Show Report
The palette was restrained to bleached-out desert rose shades, or prints based on clustered birds, biker flames and masses of blooms.
In a season already dominated by the palest of chalky pastels - that is, when designers can bring themselves to use a colour other than white - it was difficult to imagine how Jean-Pierre Braganza would adapt his aesthetic to the changing time. After all, this is a man whose vision is less dark, more... black. Imagine the shock then when not a speck of the dark stuff made an appearance on his S/S 2011 catwalk, which instead was awash with peony-pink, ivory and pistachio.
Braganza said he was thinking about fallen rock angels - a troupe of male models resembled a fleshy-lipped young Jon Bon Jovi, while his girls had an air of Patti Smith, with wild eyes and wilder hair trailing eagle feathers. The clothes themselves focussed on drape, in scarf-necked tops, drop-crotch dhoti trousers and simple, sinuous sheath dresses of jersey or silk crepe. The palette was restrained to bleached-out desert rose shades, or prints based on clustered birds, biker flames and masses of blooms. Nicholas Kirkwood picked up on the latter with layers of shredded chiffon packed petal-tight on his slant-back platforms.

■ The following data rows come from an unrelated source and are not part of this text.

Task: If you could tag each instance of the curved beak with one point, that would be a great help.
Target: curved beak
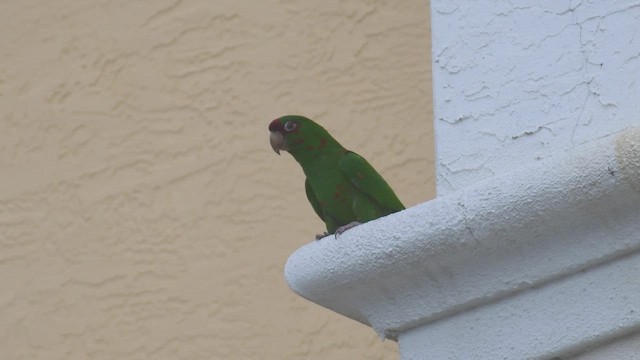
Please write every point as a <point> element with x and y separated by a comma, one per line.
<point>277,141</point>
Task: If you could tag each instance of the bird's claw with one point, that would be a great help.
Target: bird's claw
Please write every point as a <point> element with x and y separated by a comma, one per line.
<point>344,228</point>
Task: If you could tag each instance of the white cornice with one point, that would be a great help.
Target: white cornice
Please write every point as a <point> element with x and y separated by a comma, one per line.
<point>476,248</point>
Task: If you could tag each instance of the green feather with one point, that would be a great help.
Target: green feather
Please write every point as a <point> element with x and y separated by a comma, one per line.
<point>341,186</point>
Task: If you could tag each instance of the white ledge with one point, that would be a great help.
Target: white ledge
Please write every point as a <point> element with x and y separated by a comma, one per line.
<point>496,240</point>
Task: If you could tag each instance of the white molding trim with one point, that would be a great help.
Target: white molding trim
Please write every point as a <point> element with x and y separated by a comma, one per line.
<point>549,250</point>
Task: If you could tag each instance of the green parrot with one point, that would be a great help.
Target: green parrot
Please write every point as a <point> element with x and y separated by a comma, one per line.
<point>343,189</point>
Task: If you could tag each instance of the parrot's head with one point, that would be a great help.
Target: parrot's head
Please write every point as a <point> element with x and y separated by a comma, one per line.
<point>297,134</point>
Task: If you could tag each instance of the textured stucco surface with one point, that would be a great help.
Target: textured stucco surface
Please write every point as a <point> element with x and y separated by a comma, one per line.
<point>515,83</point>
<point>142,211</point>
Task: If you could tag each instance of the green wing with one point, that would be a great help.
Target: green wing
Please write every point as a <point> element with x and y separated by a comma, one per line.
<point>313,199</point>
<point>367,179</point>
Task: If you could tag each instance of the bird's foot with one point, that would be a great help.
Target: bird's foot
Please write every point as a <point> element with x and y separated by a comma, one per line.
<point>344,228</point>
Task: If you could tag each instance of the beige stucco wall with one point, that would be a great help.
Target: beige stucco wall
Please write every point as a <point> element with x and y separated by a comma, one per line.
<point>143,213</point>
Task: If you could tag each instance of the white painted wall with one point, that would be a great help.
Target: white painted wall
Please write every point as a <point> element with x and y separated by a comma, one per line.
<point>517,81</point>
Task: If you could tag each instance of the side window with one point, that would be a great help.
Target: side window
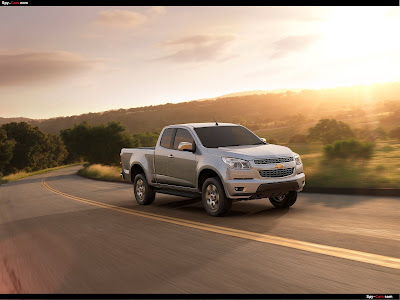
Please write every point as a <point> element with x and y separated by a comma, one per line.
<point>167,138</point>
<point>182,135</point>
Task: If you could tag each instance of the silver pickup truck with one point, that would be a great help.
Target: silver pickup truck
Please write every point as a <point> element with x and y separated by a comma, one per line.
<point>219,162</point>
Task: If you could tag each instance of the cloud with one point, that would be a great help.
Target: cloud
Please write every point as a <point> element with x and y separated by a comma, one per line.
<point>25,67</point>
<point>157,10</point>
<point>120,18</point>
<point>197,48</point>
<point>293,43</point>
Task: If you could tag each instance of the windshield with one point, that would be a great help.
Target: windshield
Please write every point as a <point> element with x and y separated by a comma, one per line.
<point>224,136</point>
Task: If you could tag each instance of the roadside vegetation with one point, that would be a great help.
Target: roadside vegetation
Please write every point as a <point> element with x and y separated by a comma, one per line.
<point>344,138</point>
<point>23,174</point>
<point>101,172</point>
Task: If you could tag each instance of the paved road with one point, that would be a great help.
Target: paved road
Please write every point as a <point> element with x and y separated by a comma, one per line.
<point>63,243</point>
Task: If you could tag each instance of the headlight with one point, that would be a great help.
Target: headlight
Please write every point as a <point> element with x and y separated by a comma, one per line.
<point>236,163</point>
<point>297,159</point>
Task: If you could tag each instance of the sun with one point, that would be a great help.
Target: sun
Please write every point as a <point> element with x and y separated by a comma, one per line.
<point>360,45</point>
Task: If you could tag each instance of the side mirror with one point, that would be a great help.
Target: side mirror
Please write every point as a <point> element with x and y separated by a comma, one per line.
<point>185,146</point>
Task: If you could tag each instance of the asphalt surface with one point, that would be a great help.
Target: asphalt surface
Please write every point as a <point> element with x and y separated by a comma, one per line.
<point>55,243</point>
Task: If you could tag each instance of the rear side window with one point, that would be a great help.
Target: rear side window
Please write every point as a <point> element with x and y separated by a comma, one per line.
<point>182,135</point>
<point>166,139</point>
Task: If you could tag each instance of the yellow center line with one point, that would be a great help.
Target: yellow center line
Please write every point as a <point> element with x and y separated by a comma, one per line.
<point>370,258</point>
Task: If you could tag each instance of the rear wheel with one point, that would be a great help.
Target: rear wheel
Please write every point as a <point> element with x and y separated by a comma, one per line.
<point>144,193</point>
<point>214,199</point>
<point>284,201</point>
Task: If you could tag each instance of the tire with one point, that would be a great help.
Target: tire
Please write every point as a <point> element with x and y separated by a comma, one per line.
<point>284,201</point>
<point>144,193</point>
<point>214,199</point>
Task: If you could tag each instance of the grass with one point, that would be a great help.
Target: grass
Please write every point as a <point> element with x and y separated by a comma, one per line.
<point>101,172</point>
<point>22,174</point>
<point>381,171</point>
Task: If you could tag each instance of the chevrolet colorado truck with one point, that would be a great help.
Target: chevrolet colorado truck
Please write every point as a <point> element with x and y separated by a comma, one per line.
<point>219,162</point>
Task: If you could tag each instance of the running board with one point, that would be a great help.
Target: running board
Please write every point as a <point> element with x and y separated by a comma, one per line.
<point>178,193</point>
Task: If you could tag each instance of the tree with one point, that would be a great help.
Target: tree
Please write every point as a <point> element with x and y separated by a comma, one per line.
<point>351,148</point>
<point>34,149</point>
<point>6,150</point>
<point>329,130</point>
<point>97,144</point>
<point>298,139</point>
<point>395,133</point>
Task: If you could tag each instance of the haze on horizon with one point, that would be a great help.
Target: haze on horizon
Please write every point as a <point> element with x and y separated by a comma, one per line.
<point>60,61</point>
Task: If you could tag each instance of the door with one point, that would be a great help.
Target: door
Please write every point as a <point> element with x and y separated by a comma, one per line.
<point>161,154</point>
<point>182,164</point>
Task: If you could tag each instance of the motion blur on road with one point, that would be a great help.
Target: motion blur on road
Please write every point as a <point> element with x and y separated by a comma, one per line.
<point>53,239</point>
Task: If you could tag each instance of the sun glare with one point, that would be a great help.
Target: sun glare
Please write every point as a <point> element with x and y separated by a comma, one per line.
<point>361,43</point>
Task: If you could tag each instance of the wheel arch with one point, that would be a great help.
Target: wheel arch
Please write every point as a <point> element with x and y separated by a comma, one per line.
<point>208,172</point>
<point>137,168</point>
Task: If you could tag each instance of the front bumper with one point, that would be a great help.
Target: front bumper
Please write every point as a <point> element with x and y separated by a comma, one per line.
<point>262,188</point>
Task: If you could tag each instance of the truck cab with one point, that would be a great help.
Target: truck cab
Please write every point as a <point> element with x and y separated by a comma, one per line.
<point>219,162</point>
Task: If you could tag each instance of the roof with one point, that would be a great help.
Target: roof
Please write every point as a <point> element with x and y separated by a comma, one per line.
<point>211,124</point>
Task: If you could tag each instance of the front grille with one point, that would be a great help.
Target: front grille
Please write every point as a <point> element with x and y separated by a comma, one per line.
<point>276,160</point>
<point>277,172</point>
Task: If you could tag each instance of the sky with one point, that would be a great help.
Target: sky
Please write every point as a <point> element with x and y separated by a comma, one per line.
<point>62,61</point>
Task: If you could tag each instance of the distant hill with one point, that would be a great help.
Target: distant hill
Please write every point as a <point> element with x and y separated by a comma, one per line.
<point>9,120</point>
<point>255,109</point>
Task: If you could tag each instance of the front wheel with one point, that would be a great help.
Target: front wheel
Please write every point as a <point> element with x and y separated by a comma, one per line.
<point>284,201</point>
<point>214,199</point>
<point>144,193</point>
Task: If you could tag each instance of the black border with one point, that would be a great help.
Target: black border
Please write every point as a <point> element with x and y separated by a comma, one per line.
<point>201,3</point>
<point>199,296</point>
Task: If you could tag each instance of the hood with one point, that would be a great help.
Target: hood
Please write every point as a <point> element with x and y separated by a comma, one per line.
<point>250,152</point>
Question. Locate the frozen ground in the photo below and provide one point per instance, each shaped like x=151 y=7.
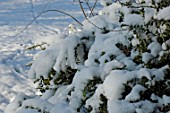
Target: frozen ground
x=14 y=55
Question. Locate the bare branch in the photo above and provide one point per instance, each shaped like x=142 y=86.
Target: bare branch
x=93 y=7
x=82 y=9
x=91 y=13
x=47 y=12
x=65 y=14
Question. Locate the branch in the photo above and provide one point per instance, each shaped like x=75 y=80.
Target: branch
x=91 y=13
x=82 y=9
x=65 y=14
x=43 y=13
x=93 y=7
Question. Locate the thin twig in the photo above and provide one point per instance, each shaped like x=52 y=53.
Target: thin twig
x=47 y=12
x=82 y=9
x=93 y=7
x=91 y=13
x=65 y=14
x=33 y=15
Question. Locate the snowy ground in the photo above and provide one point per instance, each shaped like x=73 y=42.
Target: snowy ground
x=14 y=55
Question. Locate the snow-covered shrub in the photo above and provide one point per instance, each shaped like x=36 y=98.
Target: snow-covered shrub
x=118 y=63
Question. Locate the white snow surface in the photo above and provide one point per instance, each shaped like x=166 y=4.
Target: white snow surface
x=14 y=55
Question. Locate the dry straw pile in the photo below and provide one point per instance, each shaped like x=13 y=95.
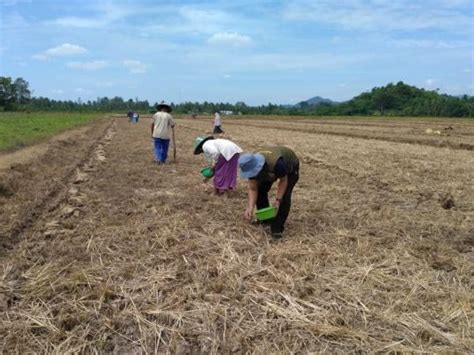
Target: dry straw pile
x=128 y=257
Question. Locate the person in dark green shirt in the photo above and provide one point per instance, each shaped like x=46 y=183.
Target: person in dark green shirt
x=262 y=169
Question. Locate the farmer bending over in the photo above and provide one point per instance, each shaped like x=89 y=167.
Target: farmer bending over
x=223 y=155
x=262 y=169
x=162 y=123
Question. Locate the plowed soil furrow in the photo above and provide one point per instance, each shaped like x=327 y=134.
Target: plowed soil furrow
x=441 y=143
x=133 y=257
x=28 y=214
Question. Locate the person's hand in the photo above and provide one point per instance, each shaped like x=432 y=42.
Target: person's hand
x=277 y=203
x=248 y=213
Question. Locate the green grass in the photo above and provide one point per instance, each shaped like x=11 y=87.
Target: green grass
x=19 y=129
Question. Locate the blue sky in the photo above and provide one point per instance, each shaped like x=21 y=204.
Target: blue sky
x=228 y=51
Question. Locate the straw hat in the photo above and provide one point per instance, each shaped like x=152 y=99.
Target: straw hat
x=198 y=142
x=163 y=104
x=250 y=165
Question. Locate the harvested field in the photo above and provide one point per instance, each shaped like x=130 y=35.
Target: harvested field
x=103 y=251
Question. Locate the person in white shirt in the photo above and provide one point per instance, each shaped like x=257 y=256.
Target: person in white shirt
x=223 y=156
x=162 y=125
x=217 y=123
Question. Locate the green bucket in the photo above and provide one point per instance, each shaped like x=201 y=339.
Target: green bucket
x=207 y=172
x=266 y=213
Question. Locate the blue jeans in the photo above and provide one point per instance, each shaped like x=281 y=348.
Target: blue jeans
x=161 y=149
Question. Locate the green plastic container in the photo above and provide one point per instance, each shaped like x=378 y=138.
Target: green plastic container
x=207 y=172
x=266 y=213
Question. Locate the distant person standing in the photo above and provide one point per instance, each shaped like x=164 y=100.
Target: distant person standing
x=217 y=123
x=162 y=125
x=136 y=116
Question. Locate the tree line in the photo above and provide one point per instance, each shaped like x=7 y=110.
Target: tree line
x=391 y=100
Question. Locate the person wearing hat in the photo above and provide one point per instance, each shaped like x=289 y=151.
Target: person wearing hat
x=223 y=156
x=217 y=123
x=262 y=169
x=162 y=124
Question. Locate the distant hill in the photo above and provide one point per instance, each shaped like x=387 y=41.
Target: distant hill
x=314 y=101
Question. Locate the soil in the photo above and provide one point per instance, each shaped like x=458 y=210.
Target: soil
x=101 y=250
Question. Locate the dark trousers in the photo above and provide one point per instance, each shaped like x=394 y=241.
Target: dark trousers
x=161 y=149
x=278 y=223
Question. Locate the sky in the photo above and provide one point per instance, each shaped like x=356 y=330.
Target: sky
x=257 y=52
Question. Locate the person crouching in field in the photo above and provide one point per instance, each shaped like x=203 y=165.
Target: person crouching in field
x=162 y=124
x=262 y=169
x=217 y=123
x=223 y=155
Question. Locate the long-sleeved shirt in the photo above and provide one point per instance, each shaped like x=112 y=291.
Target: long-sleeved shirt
x=162 y=124
x=214 y=148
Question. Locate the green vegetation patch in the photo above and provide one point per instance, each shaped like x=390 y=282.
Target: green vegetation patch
x=18 y=129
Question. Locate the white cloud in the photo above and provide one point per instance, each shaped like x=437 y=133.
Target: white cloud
x=229 y=39
x=135 y=66
x=92 y=65
x=430 y=82
x=381 y=15
x=63 y=50
x=82 y=91
x=422 y=43
x=106 y=13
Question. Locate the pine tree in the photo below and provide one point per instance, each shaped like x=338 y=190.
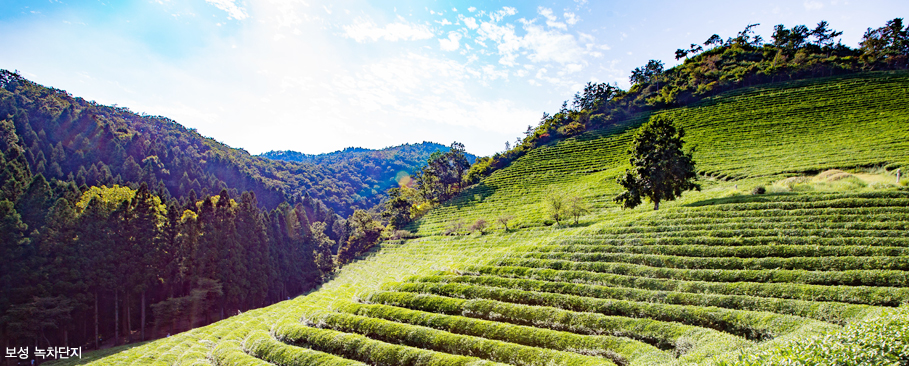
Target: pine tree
x=660 y=171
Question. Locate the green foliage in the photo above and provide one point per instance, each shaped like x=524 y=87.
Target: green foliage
x=661 y=171
x=442 y=341
x=620 y=350
x=881 y=340
x=443 y=175
x=364 y=349
x=364 y=233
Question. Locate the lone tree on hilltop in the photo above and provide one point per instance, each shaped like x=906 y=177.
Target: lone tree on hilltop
x=660 y=169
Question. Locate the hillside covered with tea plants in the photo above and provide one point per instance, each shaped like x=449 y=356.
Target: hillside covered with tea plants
x=795 y=249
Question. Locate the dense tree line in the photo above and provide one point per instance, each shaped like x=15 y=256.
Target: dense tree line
x=442 y=177
x=714 y=66
x=88 y=264
x=69 y=138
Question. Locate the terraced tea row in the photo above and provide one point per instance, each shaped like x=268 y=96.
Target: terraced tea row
x=636 y=296
x=762 y=132
x=707 y=278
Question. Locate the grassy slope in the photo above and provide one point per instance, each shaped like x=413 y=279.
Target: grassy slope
x=662 y=310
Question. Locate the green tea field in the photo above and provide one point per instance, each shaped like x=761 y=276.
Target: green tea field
x=815 y=269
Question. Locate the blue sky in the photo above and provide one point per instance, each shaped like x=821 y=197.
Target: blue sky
x=319 y=76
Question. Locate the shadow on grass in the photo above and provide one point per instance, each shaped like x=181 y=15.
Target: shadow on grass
x=92 y=356
x=470 y=197
x=746 y=198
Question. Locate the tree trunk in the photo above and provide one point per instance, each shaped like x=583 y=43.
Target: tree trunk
x=142 y=334
x=116 y=318
x=97 y=344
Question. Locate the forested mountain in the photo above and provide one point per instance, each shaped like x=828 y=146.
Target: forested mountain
x=111 y=221
x=712 y=67
x=68 y=138
x=375 y=171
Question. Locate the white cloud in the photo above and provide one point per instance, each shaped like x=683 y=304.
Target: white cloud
x=501 y=14
x=233 y=11
x=547 y=45
x=362 y=31
x=571 y=18
x=508 y=43
x=813 y=5
x=429 y=89
x=468 y=21
x=451 y=43
x=551 y=18
x=541 y=74
x=571 y=69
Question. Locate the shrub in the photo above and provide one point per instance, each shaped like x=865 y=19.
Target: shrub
x=479 y=225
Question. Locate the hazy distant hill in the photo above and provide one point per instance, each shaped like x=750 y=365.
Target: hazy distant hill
x=373 y=170
x=69 y=138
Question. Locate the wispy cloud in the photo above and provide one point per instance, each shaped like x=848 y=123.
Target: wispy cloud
x=233 y=11
x=451 y=43
x=363 y=31
x=551 y=19
x=813 y=5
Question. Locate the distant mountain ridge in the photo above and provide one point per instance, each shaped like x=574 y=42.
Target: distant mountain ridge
x=373 y=172
x=69 y=138
x=351 y=152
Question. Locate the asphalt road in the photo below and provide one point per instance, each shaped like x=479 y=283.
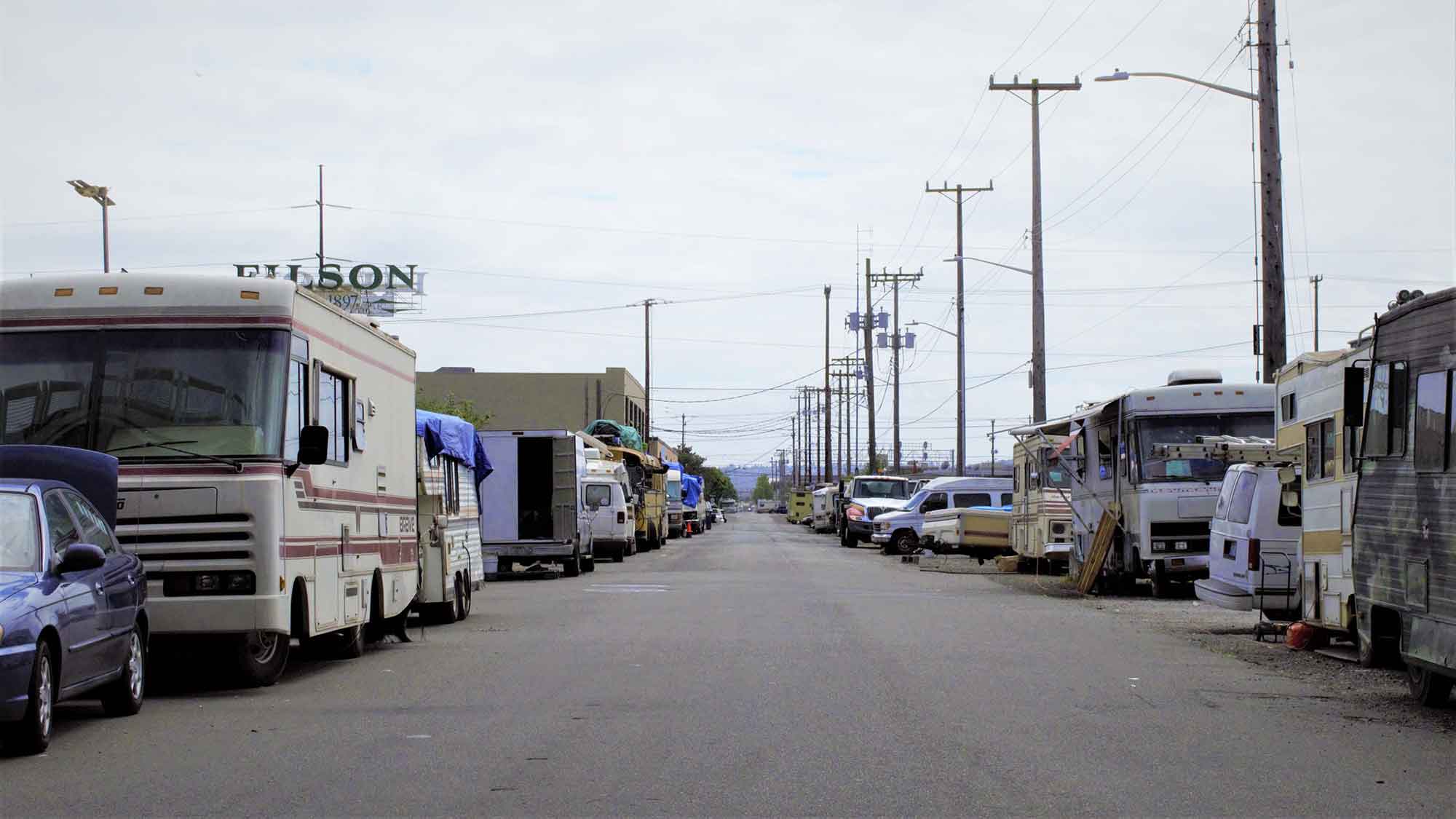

An elongated perfecto-dress in pepto-bismol pink leather was hardly a viable offering for summer, likewise a turquoise suede romper, but they were the exception rather than the rule - and as a catwalk statement still packed a punch. For those concerned the designer may have lost some of his identity, the anatomical tucks and rucks in those jersey frocks were logical progressions from his work of the past few seasons, but rather than attempting for brutal, robotic crispness and hanging heavy with the effort, they looked airy and effortless. Indeed, the whole offering did - add focussed and polished to that too, elements Braganza has sorely missed in the past and that made this show such a pleasure to watch.